No Brasil, os stock options não possuem previsão na legislação trabalhista, sendo tratados no âmbito societário por meio da Lei das Sociedades Anônimas (nº 6.404/76):
“Art. 168.
- 3º. O estatuto pode prever que a companhia, dentro do limite do capital autorizado, e de acordo com o plano aprovado pela assembleia geral, outorgue opção de compra de ações a seus administradores ou empregados, ou a pessoas naturais que prestem serviços à companhia ou à sociedade sob seu controle.”
A definição da natureza jurídica do instituto se mostra primordial para a correta definição da carga tributária incidente sobre a verba, além dos respectivos reflexos trabalhistas sobre o salário do colaborador.
Como os planos de stock options têm sido amplamente adotados no Brasil, a natureza jurídica do instituto se tornou cada vez mais controversa, sendo que atualmente tramitam no Congresso alguns projetos de lei sobre o tema. Podem ser citados dois projetos de maior relevância, que atualmente tramitam na Câmara dos Deputados, com o intuito de trazer maior segurança jurídica para as partes e para o próprio mercado.
Projetos
O primeiro é o Projeto de Lei 286/2015, que tem como objetivo acrescentar à CLT (Consolidação das Leis do Trabalho) o artigo 458-A, que detalha os requisitos para se considerar a natureza salarial — ou não — dos stock options.
O segundo, e mais recente, é o Projeto de Lei 2.724/22, chamado de Marco Legal dos Stock Options. Caso seja aprovado, o marco irá definir de forma mais clara quais são os critérios e condições para determinar se planos de stock options possuem caráter remuneratório ou societário.
Em meio a este cenário de incertezas sobre o tema, o Carf apresenta precedentes diversos sobre a natureza dos stock options, ora atribuindo natureza societária ao instituto, ora acompanhando o entendimento da Receita Federal e o classificando como remuneração.
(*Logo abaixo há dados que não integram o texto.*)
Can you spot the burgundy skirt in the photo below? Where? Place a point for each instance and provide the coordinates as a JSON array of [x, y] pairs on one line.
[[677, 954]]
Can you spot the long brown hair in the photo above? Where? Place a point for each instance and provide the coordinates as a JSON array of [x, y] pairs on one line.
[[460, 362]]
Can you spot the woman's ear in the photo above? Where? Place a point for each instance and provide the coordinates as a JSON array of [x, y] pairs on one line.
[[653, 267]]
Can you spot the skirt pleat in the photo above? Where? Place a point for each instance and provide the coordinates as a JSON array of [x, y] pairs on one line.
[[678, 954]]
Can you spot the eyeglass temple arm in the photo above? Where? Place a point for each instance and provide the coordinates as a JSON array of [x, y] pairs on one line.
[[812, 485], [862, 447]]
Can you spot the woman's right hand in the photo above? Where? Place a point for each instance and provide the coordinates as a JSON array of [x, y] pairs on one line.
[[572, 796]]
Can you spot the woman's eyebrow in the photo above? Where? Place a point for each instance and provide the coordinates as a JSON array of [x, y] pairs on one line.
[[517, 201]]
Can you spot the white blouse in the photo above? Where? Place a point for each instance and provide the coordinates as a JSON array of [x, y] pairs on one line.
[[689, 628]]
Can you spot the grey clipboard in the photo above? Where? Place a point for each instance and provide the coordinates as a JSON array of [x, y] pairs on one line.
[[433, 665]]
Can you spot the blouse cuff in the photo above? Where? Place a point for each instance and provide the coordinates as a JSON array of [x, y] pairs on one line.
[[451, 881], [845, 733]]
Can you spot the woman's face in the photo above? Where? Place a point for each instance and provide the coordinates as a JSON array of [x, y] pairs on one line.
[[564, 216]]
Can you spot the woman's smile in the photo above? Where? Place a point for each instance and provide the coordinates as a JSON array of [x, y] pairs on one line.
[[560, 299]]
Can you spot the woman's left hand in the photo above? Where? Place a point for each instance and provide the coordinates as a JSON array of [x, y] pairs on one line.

As decisões são baseadas em uma análise caso a caso acerca da presença dos seguintes requisitos: onerosidade, risco de mercado para o beneficiário, e liberdade de adesão.
Nesse mesmo sentido, a matéria se mostra controversa em 1º e 2º graus na Justiça Trabalhista. No entanto, o TST (Tribunal Superior do Trabalho) possui entendimento majoritário de que os stock options possuem natureza essencialmente societária, não representando benesse concedida ao empregado pelo trabalho prestado ao empregador, uma vez que o contrato de oferta de compra de ações é um contrato empresarial, baseado na lei societária.
Após uma enxurrada de processos discutindo a natureza jurídica dos stock options, para efeito de incidência de contribuição previdenciária e do imposto de renda, o STJ (Superior Tribunal de Justiça) irá se posicionar sobre o tema em sede de Recurso Repetitivo (Tema 1.226).
Em suma, os stock options tratam de uma opção, conferindo ao colaborador a faculdade de exercê-la ou não. Importante ressaltar que essa opção de compra não constitui uma contraprestação direta pelo trabalho realizado, revestindo-se de onerosidade. Ao optar por exercer a opção de compra, o colaborador assume o risco inerente às flutuações de mercado, podendo, inclusive, incorrer em prejuízos caso o preço de compra seja desfavorável.
Apenas com o avanço legislativo é que se conseguirá garantir a segurança jurídica necessária à sociedade e à cultura corporativa, consolidando o entendimento, inclusive trabalhista, de que os stock options possuem natureza exclusivamente societária, não representando uma contraprestação ao trabalho.